Я перевожу взгляд в дальний угол – мои зрачки расширяются, а уголок губ сам по себе ползет вверх.
Она стоит и подергивается, пристально глядя на пьянчугу. Он ей не нравится, так как он потенциально опасен. Так же, как она не любит наркоманов. Они для неё – непредсказуемы. Они для неё – монетка, подброшенная в воздух, а потому она опережает события. Вот и сейчас она выворачивает голову, всматриваясь мутным глазом и пустой глазницей в спину пьянице, и тонкие щупальца подрагивают в нетерпении. Она кажется такой большой в крохотном уголке местного магазинчика. Её тело дергается, но она не двигается с места. Для этого ей нужно мое разрешение.
Я её больше не боюсь, её уродство кажется мне привлекательным, потому что оно уникально. И еще потому, что она сильна. Моя нянька.
И тут мне в голову приходит мерзкая грязная мысль. Приходит уже не в первый раз, но всякий раз, когда она возникает в моей голове, я гоню её поганой метлой – она очень мерзкая.
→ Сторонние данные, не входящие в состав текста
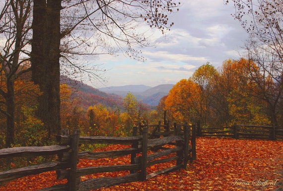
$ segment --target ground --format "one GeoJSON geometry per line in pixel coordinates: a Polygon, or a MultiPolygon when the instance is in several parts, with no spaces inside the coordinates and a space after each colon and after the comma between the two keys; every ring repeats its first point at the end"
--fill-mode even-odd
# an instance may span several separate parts
{"type": "MultiPolygon", "coordinates": [[[[196,144],[197,159],[186,169],[95,191],[283,191],[283,141],[201,137],[196,144]]],[[[106,159],[95,164],[120,164],[128,163],[129,159],[111,161],[106,159]]],[[[81,160],[79,165],[91,166],[90,163],[93,162],[81,160]]],[[[51,186],[55,178],[52,172],[24,177],[2,185],[0,191],[36,191],[51,186]]],[[[56,184],[62,181],[66,183],[56,184]]]]}

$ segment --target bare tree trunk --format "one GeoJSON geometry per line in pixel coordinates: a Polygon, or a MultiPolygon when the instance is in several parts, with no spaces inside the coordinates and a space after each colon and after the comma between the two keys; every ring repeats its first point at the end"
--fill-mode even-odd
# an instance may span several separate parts
{"type": "Polygon", "coordinates": [[[39,98],[37,115],[49,136],[61,129],[60,97],[61,1],[34,1],[32,23],[32,78],[43,94],[39,98]]]}
{"type": "Polygon", "coordinates": [[[14,80],[7,80],[7,130],[6,133],[6,148],[10,147],[14,143],[15,138],[15,94],[14,80]]]}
Правда, с каждым разом она все сильнее обрастет привлекательной оболочкой, прикрывая свое уродство блестками и цветами, от которых невозможно отвести глаз, она манит далеко идущими перспективами и сулит полную вседозволенность, переливаясь, словно новогодняя елка.
Итак, если одинокому и запуганному подростку достается власть, что он будет с ней делать?
Экспериментировать.
Что будет делать несмышленая пятнадцатилетняя девчонка, если поймет, что у неё в руках возможность поквитаться за свои детские обиды?
Фантазировать.
Что будет делать любой человек, если поймет, что все его поступки, какими бы мерзкими они ни были, останутся безнаказанными?